27 million slaves worldwide. I don't even know how to understand that number. 250,000 child soldiers each year.  I don't know how to understand that number either.

I'll be honest with you. These numbers stun me. In this time, in this modern culture, in this place. Here and now.

I wish I knew what to do to make slavery something that only happened a long time ago, in a galaxy far, far way.

But it isn't. It just isn't.

Like Anne Frank I have to believe that “In spite of everything ...people are really good at heart... [And even though] I can feel the sufferings of millions ... if I look up into the heavens, I think that it will all come right, that this cruelty too will end...”

Change is possible in human nature, but it can take so much time. G-d may have infinite patience. But I don't. I think G-d, and our sages, wanted slavery abolished, and that they want that still.  But it must be done by us, by free human beings who have come to see, of their own accord, the evil that slavery is and the evil it does.

Rabbi Jonathan Sacks, formerly Chief Rabbi of Great Britain, said: “The G-d of history, who taught us to study history, had faith that eventually we would learn the lesson of history: that freedom is indivisible. We must grant freedom to others if we truly seek it for ourselves.

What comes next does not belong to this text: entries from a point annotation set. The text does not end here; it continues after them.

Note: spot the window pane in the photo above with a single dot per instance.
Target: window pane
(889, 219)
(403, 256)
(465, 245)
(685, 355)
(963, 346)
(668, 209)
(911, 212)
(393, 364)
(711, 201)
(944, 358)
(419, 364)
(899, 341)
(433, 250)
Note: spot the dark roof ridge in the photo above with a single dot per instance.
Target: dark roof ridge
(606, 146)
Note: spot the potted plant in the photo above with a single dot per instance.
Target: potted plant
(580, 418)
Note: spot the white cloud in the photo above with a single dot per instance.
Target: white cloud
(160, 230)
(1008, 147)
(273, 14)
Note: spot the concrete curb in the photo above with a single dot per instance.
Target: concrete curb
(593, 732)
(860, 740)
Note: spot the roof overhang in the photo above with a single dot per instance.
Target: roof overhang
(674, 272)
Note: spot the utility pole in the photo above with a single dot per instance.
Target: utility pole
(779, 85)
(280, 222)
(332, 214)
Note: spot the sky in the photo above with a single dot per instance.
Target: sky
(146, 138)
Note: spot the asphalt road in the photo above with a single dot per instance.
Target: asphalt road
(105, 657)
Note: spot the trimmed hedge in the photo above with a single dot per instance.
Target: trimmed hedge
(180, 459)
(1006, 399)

“Egypt was the Jewish people’s school of the soul; ...its ongoing seminar in the art and craft of freedom. It taught [us] what it felt like to be on the wrong side of power. Jews [are] the people commanded never to forget the bitter taste of slavery, so that [we] never take freedom for granted. [Because] those who do so, eventually lose it.” Or as the song by the great blues singer Solomon Burke puts it: “None of us are free, as long as one of us is chained, no one of us is free.”

I feel that this is on us. Slavery still exists. And we are the people charged to remember it, and learn from it, and hopefully, end it... soon, in our own time.

Over the past few years, the number of countries, which includes the US, that have taken steps to implement the UN Protocol against Trafficking in Persons  has doubled.

And this is a good thing at that level. But what can we, as individuals, do?

We can educate ourselves about what is going on. An internet search using the words “human trafficking” or “child soldiers” will bring up page after page of unbelievable statistics as well as information about the red flags that may indicate human trafficing, and things we can do to help stop it. As a first stop, go to CNN’s The Freedom Project

Lastly, Anne Frank, in her famous diary, also said: “How wonderful it is that nobody need wait a single moment before starting to improve the world.”

So let us not wait a single moment longer to begin working to truly abolish slavery so that at some point someone reading about slavery in Leviticus or any part of Torah, will simply be able to shake their heads in wonder at what would by then have truly become an institution of another time, another place, another culture.